Oxford Dictionary updates Yid definition to include Tottenham fans

  • Oxford Dictionary updates Yid definition to include Tottenham fans

Oxford Dictionary updates Yid definition to include Tottenham fans

The Oxford English Dictionary has updated the definition of the word "Yid" to include "a supporter of or player for Tottenham Hotspur Football Club".

A north London-based club, Tottenham is known for having a large number of Jewish supporters and Spurs fans, both Jewish and non-Jewish, have adopted the words "Yid", "Yiddo" and "Yid Army" as a proud self-identifiers in an attempt to nullify the derogatory meaning.

Some Tottenham fans say they have actually "redeemed" using the word from opponent fans, that they really feel generally made use of the term to disrespect fans of the north London club, which has generally had a Jewish complying with.

The Oxford English Dictionary (OED) has actually included a variant of the "Y" word ('Yiddo') as a brand-new entrance to describe fans and also gamers for Tottenham Hotspur.

Spurs said in their statement that they "have never accommodated the use of the Y-word on any club channels or in club stores".

Usage of the term to describe Jewish individuals can be thought about offending, yet some Spurs fans have actually traditionally embraced the word in balcony incantations.

"It should be a badge of shame for Tottenham that the club is associated with the word".

A spokesperson for the OED claimed: "As a historic dictionary, the OED documents the use and also advancement of words in the English language".

Comedian David Baddiel has been at the forefront of the campaign to stop anyone associated with the club using the word and told Sky News on Wednesday why it shouldn't be used, "The vast majority of fans of the club, including those who self-designate as Y-words, are not Jewish and therefore have no right of "reclamation".

Oxford Dictionary updates Yid definition to include Tottenham fans

The OED have defended the move, telling the Independent: 'We reflect, rather than dictate, how language is used which means we include words which may be considered sensitive and derogatory.

"We will certainly make sure the context for this link is extremely clear in both interpretations".
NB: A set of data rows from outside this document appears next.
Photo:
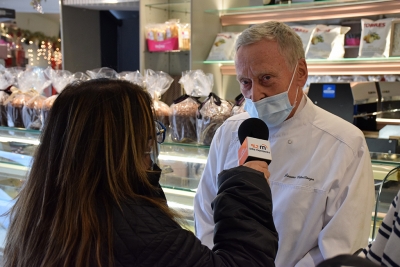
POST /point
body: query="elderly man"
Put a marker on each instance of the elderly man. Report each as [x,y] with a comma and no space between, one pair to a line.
[321,174]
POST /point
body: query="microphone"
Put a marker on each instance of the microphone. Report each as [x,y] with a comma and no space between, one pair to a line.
[253,135]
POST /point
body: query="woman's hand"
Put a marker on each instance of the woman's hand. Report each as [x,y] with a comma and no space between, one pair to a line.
[260,166]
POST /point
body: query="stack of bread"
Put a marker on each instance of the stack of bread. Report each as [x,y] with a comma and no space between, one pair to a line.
[157,83]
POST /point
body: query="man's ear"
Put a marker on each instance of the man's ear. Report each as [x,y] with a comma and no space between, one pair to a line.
[302,73]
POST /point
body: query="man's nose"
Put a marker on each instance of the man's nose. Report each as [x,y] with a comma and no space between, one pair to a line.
[256,92]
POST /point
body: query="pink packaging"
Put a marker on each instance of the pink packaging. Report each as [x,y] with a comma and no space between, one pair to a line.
[3,51]
[166,45]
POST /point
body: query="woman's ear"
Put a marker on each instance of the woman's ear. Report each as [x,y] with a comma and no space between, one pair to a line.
[302,74]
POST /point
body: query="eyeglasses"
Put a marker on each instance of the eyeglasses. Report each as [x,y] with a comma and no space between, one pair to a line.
[160,132]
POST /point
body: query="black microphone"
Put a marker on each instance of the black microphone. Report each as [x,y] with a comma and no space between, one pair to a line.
[253,135]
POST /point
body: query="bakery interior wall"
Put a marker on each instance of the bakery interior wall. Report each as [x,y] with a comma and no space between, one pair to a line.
[100,38]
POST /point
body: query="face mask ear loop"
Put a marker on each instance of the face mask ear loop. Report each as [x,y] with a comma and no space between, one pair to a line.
[297,88]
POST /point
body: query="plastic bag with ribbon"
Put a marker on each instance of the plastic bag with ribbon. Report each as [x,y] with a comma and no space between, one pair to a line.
[239,105]
[33,82]
[210,115]
[184,109]
[59,79]
[6,80]
[103,73]
[133,76]
[157,83]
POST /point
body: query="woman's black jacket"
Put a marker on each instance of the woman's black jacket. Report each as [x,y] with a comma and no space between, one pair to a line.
[244,234]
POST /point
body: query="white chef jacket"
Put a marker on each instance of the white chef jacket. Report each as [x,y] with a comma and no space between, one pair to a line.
[321,181]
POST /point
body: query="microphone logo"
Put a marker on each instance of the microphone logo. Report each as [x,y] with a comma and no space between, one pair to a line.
[261,147]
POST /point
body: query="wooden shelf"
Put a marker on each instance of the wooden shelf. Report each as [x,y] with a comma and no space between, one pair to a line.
[337,67]
[307,12]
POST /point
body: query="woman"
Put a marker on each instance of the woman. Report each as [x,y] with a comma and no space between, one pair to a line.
[92,197]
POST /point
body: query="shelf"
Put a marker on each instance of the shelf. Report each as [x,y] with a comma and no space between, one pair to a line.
[318,10]
[181,7]
[346,66]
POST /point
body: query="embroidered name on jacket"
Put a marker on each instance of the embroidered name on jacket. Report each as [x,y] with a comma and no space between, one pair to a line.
[299,177]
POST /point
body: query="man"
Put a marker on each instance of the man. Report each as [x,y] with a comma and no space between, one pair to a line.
[321,175]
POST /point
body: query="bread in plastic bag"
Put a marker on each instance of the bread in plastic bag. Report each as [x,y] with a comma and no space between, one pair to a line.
[224,46]
[132,76]
[183,119]
[103,73]
[60,79]
[375,38]
[239,105]
[157,83]
[305,32]
[6,80]
[184,109]
[210,115]
[33,82]
[327,42]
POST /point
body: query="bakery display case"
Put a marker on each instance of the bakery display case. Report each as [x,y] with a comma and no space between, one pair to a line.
[182,166]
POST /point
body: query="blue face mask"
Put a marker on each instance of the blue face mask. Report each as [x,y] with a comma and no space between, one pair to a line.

The adoption of the offensive epithet for Jewish people by some of the football club's fans is controversial.

Jewish Chronicle editor Stephen Pollard said the word was "not controversial among numerous Jewish Spurs supporters, such as myself, who are proud to be Yiddos". "These are always labelled as such", it said, in a statement.
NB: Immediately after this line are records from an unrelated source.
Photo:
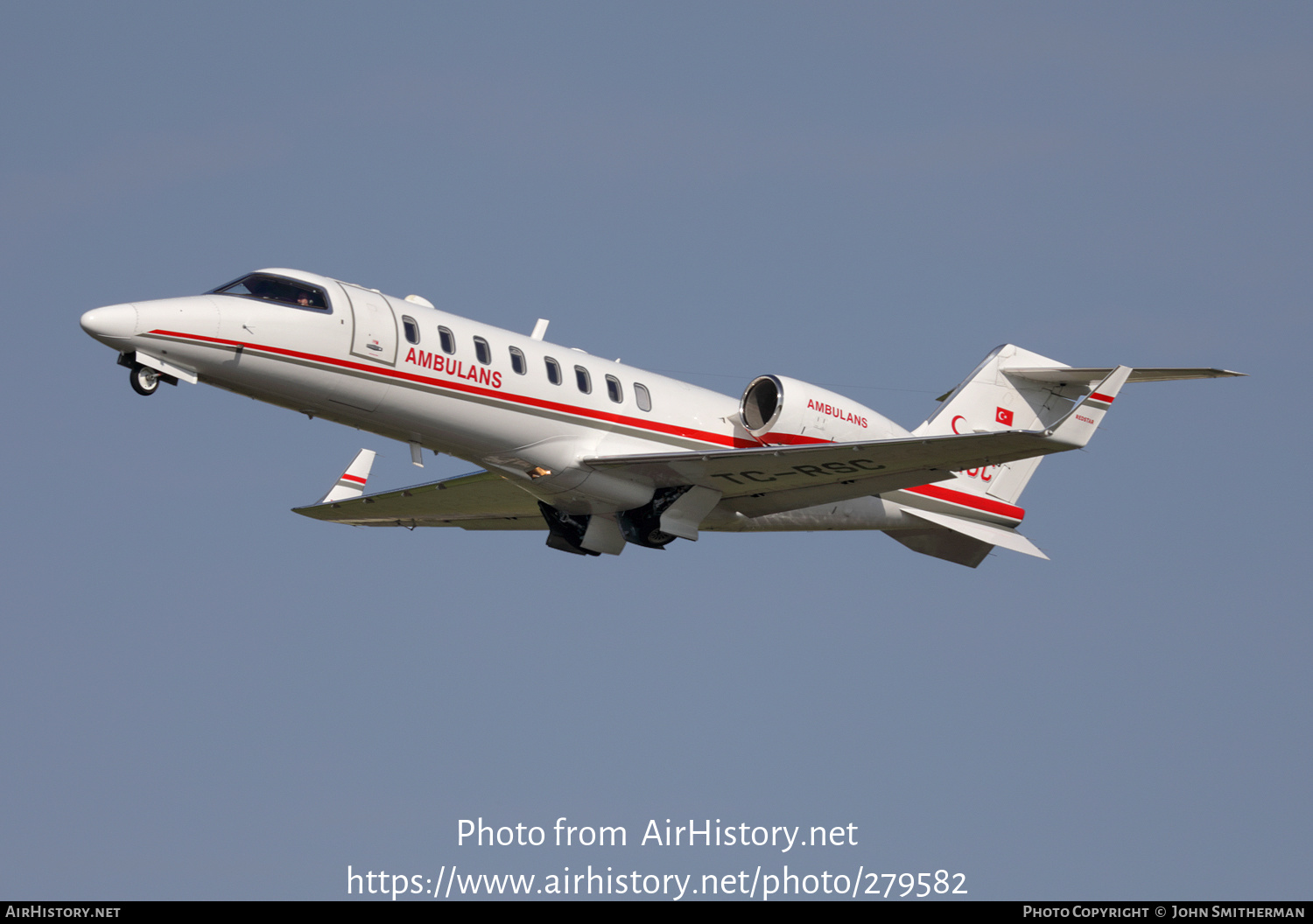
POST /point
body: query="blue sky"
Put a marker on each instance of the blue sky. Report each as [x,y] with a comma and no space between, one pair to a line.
[207,696]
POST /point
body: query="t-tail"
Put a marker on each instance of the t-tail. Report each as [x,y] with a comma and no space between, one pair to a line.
[961,519]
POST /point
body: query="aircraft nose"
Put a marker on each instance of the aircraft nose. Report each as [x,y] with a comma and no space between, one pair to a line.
[116,322]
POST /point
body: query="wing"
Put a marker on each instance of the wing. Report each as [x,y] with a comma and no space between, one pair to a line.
[480,500]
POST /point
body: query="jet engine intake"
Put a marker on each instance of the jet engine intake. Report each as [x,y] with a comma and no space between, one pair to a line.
[779,410]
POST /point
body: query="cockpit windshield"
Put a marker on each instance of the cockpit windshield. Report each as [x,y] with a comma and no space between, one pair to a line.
[276,289]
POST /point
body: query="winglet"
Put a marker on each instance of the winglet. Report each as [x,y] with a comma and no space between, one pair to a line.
[1081,422]
[352,482]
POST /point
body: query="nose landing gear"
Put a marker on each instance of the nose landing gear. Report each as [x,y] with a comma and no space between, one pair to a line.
[144,380]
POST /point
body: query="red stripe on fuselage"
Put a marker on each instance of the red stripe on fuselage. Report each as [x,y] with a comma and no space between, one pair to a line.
[771,438]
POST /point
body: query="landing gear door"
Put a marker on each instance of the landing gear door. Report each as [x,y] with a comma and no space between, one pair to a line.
[375,326]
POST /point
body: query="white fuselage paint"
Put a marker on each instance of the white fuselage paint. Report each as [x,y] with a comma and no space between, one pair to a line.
[318,362]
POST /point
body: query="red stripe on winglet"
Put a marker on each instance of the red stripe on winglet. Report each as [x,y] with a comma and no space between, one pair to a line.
[969,500]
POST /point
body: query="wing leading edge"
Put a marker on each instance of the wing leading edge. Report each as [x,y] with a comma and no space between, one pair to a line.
[478,500]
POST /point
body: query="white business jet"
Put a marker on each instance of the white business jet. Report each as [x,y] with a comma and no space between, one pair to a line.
[600,454]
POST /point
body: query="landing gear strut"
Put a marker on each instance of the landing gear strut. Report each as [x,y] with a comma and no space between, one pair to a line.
[144,380]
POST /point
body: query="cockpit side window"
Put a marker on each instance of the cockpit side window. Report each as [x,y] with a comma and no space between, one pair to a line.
[276,289]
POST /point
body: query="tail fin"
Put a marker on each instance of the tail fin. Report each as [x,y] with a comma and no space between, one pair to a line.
[352,482]
[997,398]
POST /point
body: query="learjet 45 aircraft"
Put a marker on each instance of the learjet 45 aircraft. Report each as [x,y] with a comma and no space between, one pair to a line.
[600,454]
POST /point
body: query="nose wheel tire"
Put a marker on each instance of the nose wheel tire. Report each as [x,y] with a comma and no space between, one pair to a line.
[144,380]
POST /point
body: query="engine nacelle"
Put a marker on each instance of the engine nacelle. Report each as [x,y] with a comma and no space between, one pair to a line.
[779,410]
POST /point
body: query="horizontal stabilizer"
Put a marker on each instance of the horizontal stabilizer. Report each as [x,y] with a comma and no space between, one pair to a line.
[985,532]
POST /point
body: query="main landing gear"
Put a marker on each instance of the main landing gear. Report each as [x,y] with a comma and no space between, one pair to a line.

In December, Tottenham released the results of a poll on "the Y-word" that received more than 23,000 responses.

Some 94% of respondents acknowledged the Y-word can be considered a racist term against a Jewish person and 33% of respondents said they use the word "regularly" in a footballing context, with 12% of respondents admitting to using the word outside of a footballing context.

Some Spurs fans have tried to reclaim the Y-word.

The English Football Association has also issued guidelines in recent years, saying it would "encourage fans to avoid using it in any situation".

Meanwhile, a spokesman for the Community Security Trust, a charity working to protect British Jews from anti-Semitic attacks, said: "The OED have introduced several Jewish-related terms, so it is important that those which are anti-Semitic or otherwise offensive are clearly marked as such".